Prime Minister Shinzo Abe is doing it again: campaigning on Abenomics while distracting voters' attention away from his real agenda. When he got elected in 2012, Abe ran on Abenomics and kept his revisionist political and historical agenda under wraps, knowing that it does not resonate with voters. He then passed the unpopular secrecy law. In 2014, he called a snap election and again campaigned on Abenomics, diverting attention from his plans to lift constitutional constraints on Japan's military. Subsequently, in 2015, he signed on to new U.S.-Japan defense guidelines that expand what Japan is prepared to do militarily to support its allies. That same year he pushed through enabling legislation despite negligible public support — in the form of massive demonstrations and polls indicating majority opposition to his plans — for his goal of overturning Japan's postwar laws on security policy. Subsequently citizens have filed a series of lawsuits nationwide against the legislation, arguing that it violates their constitutional rights.
The "Abe Doctrine" has thus been imposed by political elites without gaining public understanding or support. Abe can't claim an electoral mandate for this doctrine because he deliberately ignored it in his campaign. Policy wonks in Washington and Tokyo insist that the public needs to become more realistic and abandon pacifist norms without understanding why they have proven so resilient and why the Abe Doctrine is so unappealing to the public. In the current campaign, Abe is still harping on Abenomics because his goal of revising the Constitution is unpopular. Abenomics has been an unmitigated failure — it has neither revived the economy nor boosted household income, there have been no structural reforms and job growth has been concentrated in low paid, nonregular employment — and this is widely recognized within business circles and the wider public. Indeed, by yet again postponing the planned tax increase, Abe has implied that he has been unable to revive the economy. However, on the hustings, he calls on people to stay the course, promising to rev up Abenomics and really get the economy humming. "It just needs more time," he pleads. Right. Three-and-a-half years after he promised it would take only two years, Abe is still holding out hope and banking on the feeble opposition to secure a two-thirds majority in the Upper House — a crucial hurdle to his goal of revising the Constitution.

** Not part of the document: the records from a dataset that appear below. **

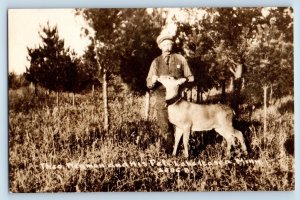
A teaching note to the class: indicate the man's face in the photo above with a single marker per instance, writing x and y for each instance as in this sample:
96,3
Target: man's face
166,46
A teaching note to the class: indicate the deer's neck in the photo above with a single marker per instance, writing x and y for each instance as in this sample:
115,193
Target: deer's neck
173,100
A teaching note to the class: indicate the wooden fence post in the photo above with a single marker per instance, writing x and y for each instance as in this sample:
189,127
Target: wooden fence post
265,110
147,105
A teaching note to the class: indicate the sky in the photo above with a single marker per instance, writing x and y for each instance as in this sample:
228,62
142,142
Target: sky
23,28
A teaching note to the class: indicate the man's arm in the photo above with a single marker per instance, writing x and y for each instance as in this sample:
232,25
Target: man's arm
187,71
152,74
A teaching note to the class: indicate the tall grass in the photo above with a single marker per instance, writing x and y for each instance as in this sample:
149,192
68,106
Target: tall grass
57,149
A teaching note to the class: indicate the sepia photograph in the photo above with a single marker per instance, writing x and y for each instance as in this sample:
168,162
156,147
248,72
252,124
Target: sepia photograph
151,99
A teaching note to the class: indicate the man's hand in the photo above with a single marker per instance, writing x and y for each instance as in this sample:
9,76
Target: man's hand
181,81
154,79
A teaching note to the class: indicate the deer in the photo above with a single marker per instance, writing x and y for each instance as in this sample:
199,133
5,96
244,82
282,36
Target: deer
188,117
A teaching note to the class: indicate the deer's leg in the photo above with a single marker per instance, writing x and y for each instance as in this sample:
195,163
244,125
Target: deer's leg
227,134
178,134
240,137
186,136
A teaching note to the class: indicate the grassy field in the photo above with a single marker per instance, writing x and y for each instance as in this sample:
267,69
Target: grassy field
65,149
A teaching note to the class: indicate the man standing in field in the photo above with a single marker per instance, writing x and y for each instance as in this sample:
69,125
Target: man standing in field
167,64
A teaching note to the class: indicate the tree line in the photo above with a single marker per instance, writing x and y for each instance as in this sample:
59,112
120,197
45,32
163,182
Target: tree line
251,46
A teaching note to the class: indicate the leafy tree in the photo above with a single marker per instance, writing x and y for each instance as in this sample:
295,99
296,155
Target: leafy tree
51,65
122,40
226,42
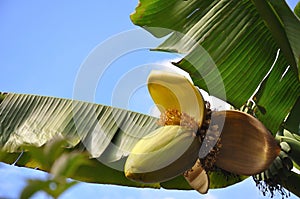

That feeble opposition is pointing out that earlier this year, Abe spilled the beans about wanting to push through constitutional revision. In March, he admitted during Diet interpellations that he had not yet won public understanding for this cherished goal. Apparently he doesn't think that an election campaign is an ideal venue for detailing his plans to revise the Constitution, so he is resorting to the mendacious bait-and-switch strategy that has served him well. Taking down Japan's pacifist and popularly supported Article 9 is the obvious target.